Life moved on, in the way typical to residents of a memory-box. At first, the wife was constantly dizzy and unsettled, wary of touching the objects inside. When she was cooking, her hand would brush the old wooden ladle, or the silver cooking pot, and a scene would flood her mind, complete with colors, scents, and even touch: the lingering sensation of her skin against her husband's, or her palm on the back of her first child's neck, the painful jolt of her first contraction, the cotton fibers of a dress she wore as a little girl. Every object invited a memory, and household tasks were submerged under waking dreams; the couple moved through their box as if sleeping-walking, their limbs dragging heavily against rich currents of sensory information.

After fighting against it for a while, struggling to stay afloat and awake, she surrendered herself to this dazed, dreamlike state. The social routine she had kept before the memory box, a schedule populated by religious functions and hosting dinners, was now punctuated by an obsessive reorganization of possessions. Her hands flitting from object to object -  she would drown in the memory for a moment, surface, and scrawl notes onto paper labels. She began to differentiate the objects - this dish towel harbored the memory of her first airplane ride, this lamp with the beige shade housed the image of her first sari, that wooden doll on the mantel contained the sensation of a tiny brush painting moist red henna up her arms on the night before her wedding. With absolute focus, she boxed objects, shuffled them, compartmentalized them. Some were shunted into the front window, displayed for the neighborhood to see, while others were laboriously carried down rickety stairs to occupy a musty corner of the basement. The nature of the objects was surprising; she was shocked to find that the birth of her first child, the memory of shooting pains, growing bloodstains, clumps of flesh, and then the tiny red face opening its toothless mouth, was localized within a single, rotting fragment of newspaper. Meanwhile, a petty memory, like her last trip to the grocery store, could be found in a porcelain vase.

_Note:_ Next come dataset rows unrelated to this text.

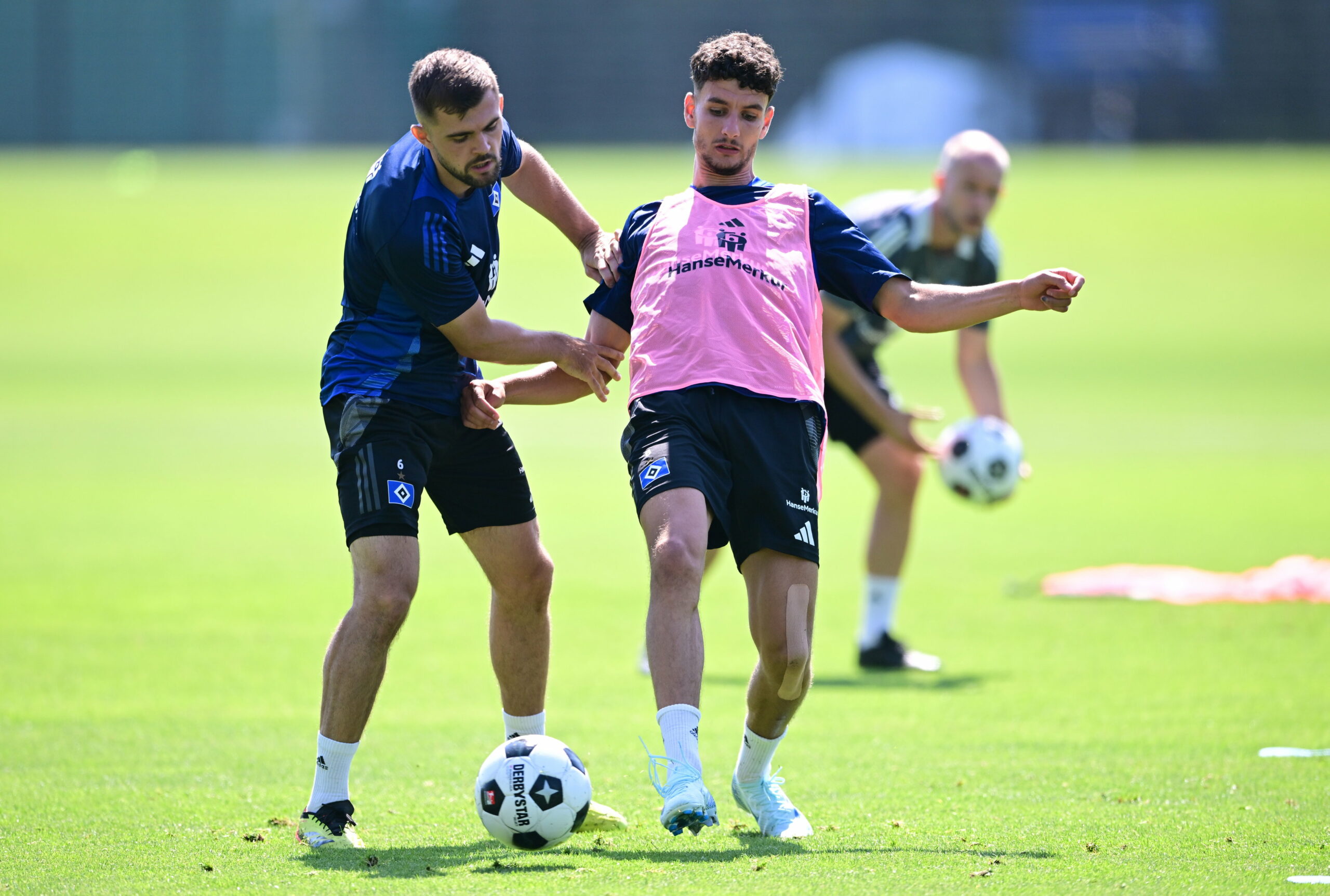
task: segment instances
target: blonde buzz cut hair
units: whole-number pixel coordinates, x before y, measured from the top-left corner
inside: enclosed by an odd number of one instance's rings
[[[946,174],[952,165],[967,158],[992,158],[1003,173],[1011,168],[1011,153],[998,137],[987,130],[962,130],[942,145],[938,173]]]

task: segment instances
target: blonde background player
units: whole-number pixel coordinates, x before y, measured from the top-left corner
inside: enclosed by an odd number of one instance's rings
[[[998,281],[1000,252],[987,228],[1011,164],[983,130],[946,142],[934,189],[883,190],[850,201],[846,214],[891,262],[919,284],[983,286]],[[861,305],[823,290],[827,435],[845,443],[878,483],[868,530],[859,626],[859,666],[936,671],[942,660],[895,636],[896,598],[927,446],[911,425],[935,418],[904,410],[878,367],[876,351],[898,328]],[[1005,418],[988,351],[988,321],[956,333],[956,369],[979,417]]]

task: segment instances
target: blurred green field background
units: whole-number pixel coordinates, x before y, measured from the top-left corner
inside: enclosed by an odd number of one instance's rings
[[[1264,893],[1330,873],[1330,760],[1256,756],[1330,747],[1330,607],[1033,592],[1083,564],[1330,554],[1322,149],[1016,153],[994,220],[1005,272],[1091,281],[1071,314],[994,328],[1035,477],[976,510],[930,475],[900,624],[946,667],[863,678],[872,494],[829,453],[819,683],[778,758],[815,839],[732,829],[728,796],[697,840],[654,821],[620,386],[507,419],[557,566],[551,734],[633,828],[548,855],[485,840],[469,804],[501,735],[485,586],[427,511],[420,594],[352,774],[379,863],[294,845],[269,819],[303,807],[350,594],[319,358],[378,152],[0,154],[0,889]],[[608,226],[689,177],[676,150],[549,157]],[[930,168],[758,170],[843,202]],[[511,197],[503,240],[492,313],[580,333],[571,248]],[[884,362],[955,419],[952,354],[948,334],[903,336]],[[728,564],[704,622],[722,796],[753,662]]]

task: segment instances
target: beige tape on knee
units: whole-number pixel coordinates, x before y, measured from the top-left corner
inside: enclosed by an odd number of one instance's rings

While the old woman scoured and shuffled and cleaned, the man wilted quietly on the living room couch. He held books with long, complex titles: The Hypothetical Decolonization of the Indian Subcontinent, or Implementations of Ancient Eastern Mathematics under the Guise of Western Innovation, but his eyes blurred on the pages, and the deep brown irises were webbed with milky blue cataracts. His weekly visits to the senior center to play bridge, and win, slowly diminished.

Their box was spotless; the hallways heavy with intermingling clouds of incense and Febreze, the kitchen counter glittering, the strange series of objects on the mantle positioned as precisely as army-men. The daughter, when visiting, noticed that it wasn't nearly as cluttered as before, and that their count of possessions seemed to have shrank. She sat in an armchair across from her father and propelled questions toward him. "Nana, how has bridge been? Have you been to the doctor lately? What have you been reading?"

They fell on unhearing ears, as he blinked blankly at her and mumbled vaguely before directing his attention back to the tennis match on T.V. She confronted the old woman.

"I'm a little worried about Dad. He seems out of it. And he's going to be all alone next week when you go on your trip to visit Vani." "He's fine! Just tired from the move. Did you do something to your hair? It looked better the last time I saw you."

The old woman packed a suitcase of clothes, facing an onslaught of memory every time she picked up the items: a silk sari, a button-down shirt, a heavily crafted, and conservative bra. Her head aching from the weight of so many dreams, she rolled the old suitcase down the hallway.